# K &N filter



## XtremeRevolution (Jan 19, 2012)

And the 47x more dirt it passes through and the 3x faster it clogs to restriction than the OEM filter?


----------



## diesel (Jun 8, 2013)

silver14diesel said:


> If anyone on here has been debating about getting a K & N drop in filter don't! It is well worth the $50 dollars it cost plus it last for life and better throttle response.


Welcome to the forum, new diesel owner! As for the air filter, I would rather have stock response and let less dirt into the engine.


----------



## obermd (Mar 3, 2012)

silver14diesel said:


> If anyone on here has been debating about getting a K & N drop in filter don't! It is well worth the $50 dollars it cost plus it last for life and better throttle response.

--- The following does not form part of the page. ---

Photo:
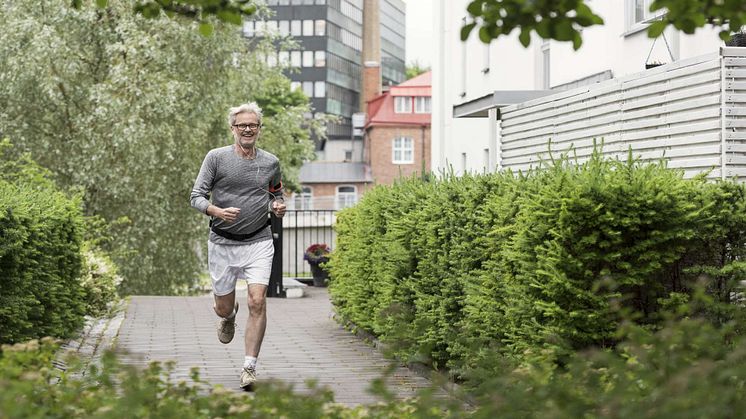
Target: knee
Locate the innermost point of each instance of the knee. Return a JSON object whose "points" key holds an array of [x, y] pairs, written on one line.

The tradeoff for more air passing through is that the filter also allows a lot more dust and dirt into the engine as well. Turbos don't like this. In fact, Chrysler has gone so far as to instruct dealerships to check for excessive pitting and scratching in some of their turbos before covering them under warranty.

Also, the stock air filter allows a lot more air getting to the engine than needed to keep it happy.

[hr][/hr]
K&N claims that their filters cannot be used to void a manufacturer's warranty in the US due to the Magnuson-Moss Warranty Act. However, that act also clearly spells out that abuse can void the warranty. Third party, not the car manufacturers or K&N, testing has shown that the K&N filters don't filter as well as the OEM filters GM uses. US courts have held that installing a third party component that doesn't perform as well as the OEM components is considered "abuse", effectively nullifying the consumer protections under Magnuson-Moss.


----------



## Tomko (Jun 1, 2013)

The only thing I use a K&N filter on is the exhaust of my wife's central vac. 

It delivers 15% more air watts.


----------



## obermd (Mar 3, 2012)

Tomko said:


> The only thing I use a K&N filter on is the exhaust of my wife's central vac.
> 
> It delivers 15% more air watts.


But it lets so much dust through that you have to vacuum twice as often.


----------



## silver14diesel (May 20, 2015)

I've actually owned my diesel for about a year now put 50,000 on her and haven't looked back. I appreciate the welcome!


----------



## obermd (Mar 3, 2012)

And you found out what we think about the K&N filters. Welcome to CruzeTalk.


----------



## peligro911 (Apr 8, 2015)

I have k and n in both my cars and my previous truck clean and re oil no issues 


Sent from AutoGuide.com Free App


----------



## NYCruze2012 (Jan 16, 2012)

Wow! did not know that! Time go back to stock.


----------



## neginfluence04 (May 14, 2015)

After a lot of reading of various threads I've come to the conclusion to leave my Cruze engine stock and buy the trifecta tune.


----------



## boraz (Aug 29, 2013)

better throttle response was measured how?

like the retards that take pictures of their new illegal headlights shining against a wall?


----------



## KarlZap (Jun 30, 2015)

I put a K&N on my Chevy truck and it let so much dirt through into the throttle body that it visible. I will NEVER use one again. I disassembled everything, cleaned all parts and reassembled (this took almost a full day). They do allow more air in and have a lovely sound but at the expense of the motor.


----------